In the Romantic period, novelists were besotted by the natural world. They couldn't get enough of birdies and bees and butterflies. By the era of the Modernists, however, writers had become alienated from the natural world. They were thoroughly citified.

Some writers of the modern age whine about this separation from the natural. Others, like Woolf, couldn't get enough of city life. You can see her enthusiasm for all things big, gritty, and bustling in this quote—being surrounded by people and hustle is a jubilation-inducing act of love.

Stylistic Analysis

Mrs. Dalloway is on exactly zero people's list of Books That Are Uplifting. This is a sad novel about the loneliness of age, the process of losing love, the horrors of war, the horrors of doctors, and suicidal tendencies.

But it does have one total soft spot: this book loves London. It can't get enough London. Mrs. Dalloway pretty much gushes about how cool London is.

And this gushing isn't London-specific; it's metropolis specific. When Woolf writes about "the swing, tramp, and trudge; in the bellow and the uproar; the carriages, motor cars, omnibuses, vans, sandwich men shuffling and swinging; brass bands; barrel organs; in the triumph and the jingle and the strange high singing of some aeroplane overhead," the sights and sounds and smells of all big cities are evoked.

This could be New York, or Paris, or Moscow. It could be San Francisco, or Dublin, or Madrid. What's important is that there is a throng and crush of people vying for life… and it's awesome. This isn't Dickens' London, or Sinclair's Chicago: we're not made miserable by the idea of the city and yearning to rush off to the countryside for some R&R. The city is as splendid as any babbling brook, in Woolf's humble opinion.

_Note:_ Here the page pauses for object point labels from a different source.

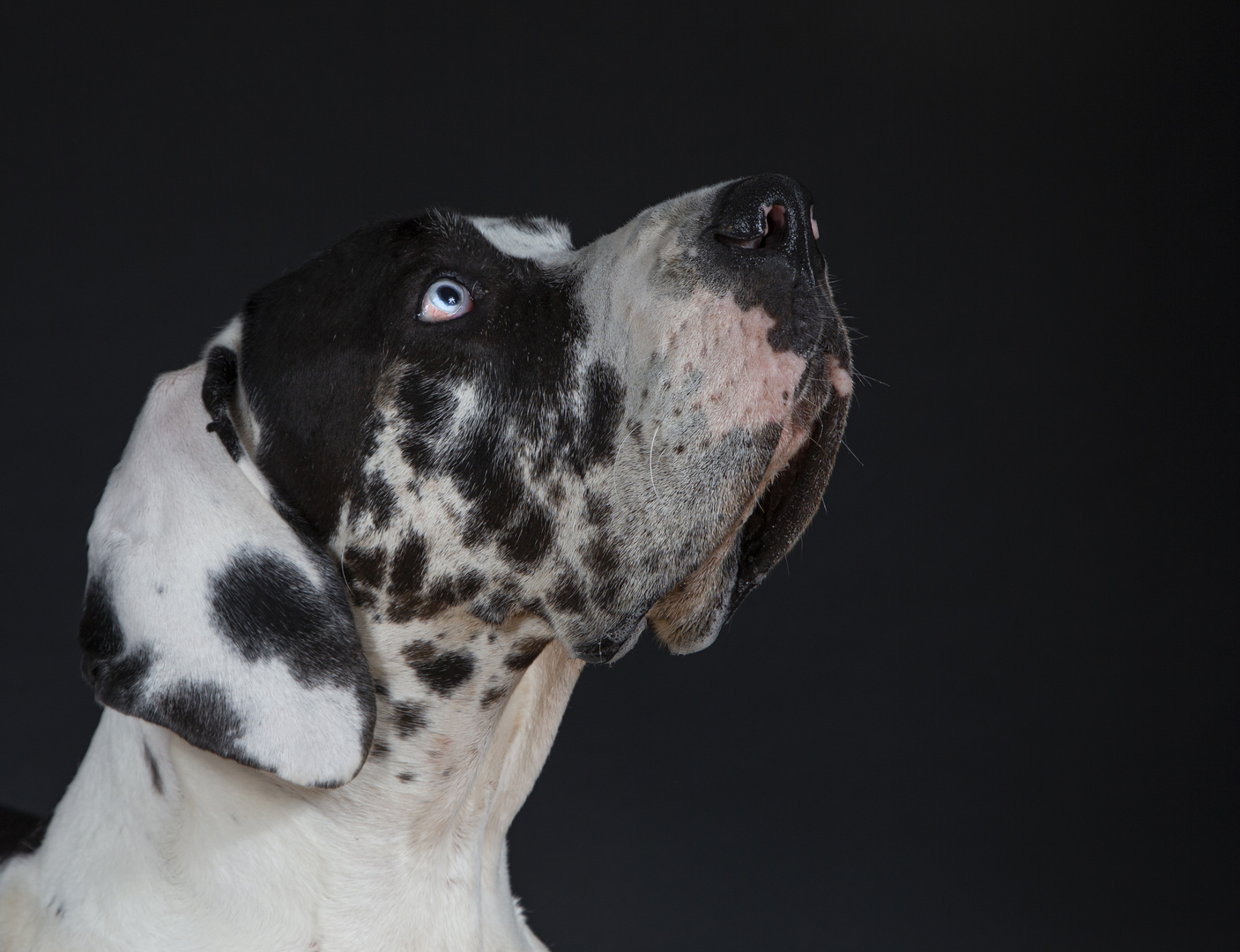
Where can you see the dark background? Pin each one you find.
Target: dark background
(990, 703)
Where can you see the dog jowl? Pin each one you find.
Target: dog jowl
(447, 424)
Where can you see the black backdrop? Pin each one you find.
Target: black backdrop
(990, 703)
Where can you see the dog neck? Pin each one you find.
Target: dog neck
(185, 849)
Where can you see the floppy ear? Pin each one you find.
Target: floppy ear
(209, 607)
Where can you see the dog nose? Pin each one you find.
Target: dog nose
(770, 213)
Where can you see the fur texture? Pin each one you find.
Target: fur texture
(351, 563)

And why? Because the city is a seething mass of humanity. The people playing in those brass bands aren't important—they aren't princes of Denmark—but they're still noteworthy. Those sandwich men aren't kings… but they're making Clarissa Dalloway's life richer. Clarissa herself isn't a queen. She's a plain ol' housewife.

The Modernists were dour about most things, but they were pretty uplifting when it came to considering ordinary people as worthy of characterization as nobility and heroes.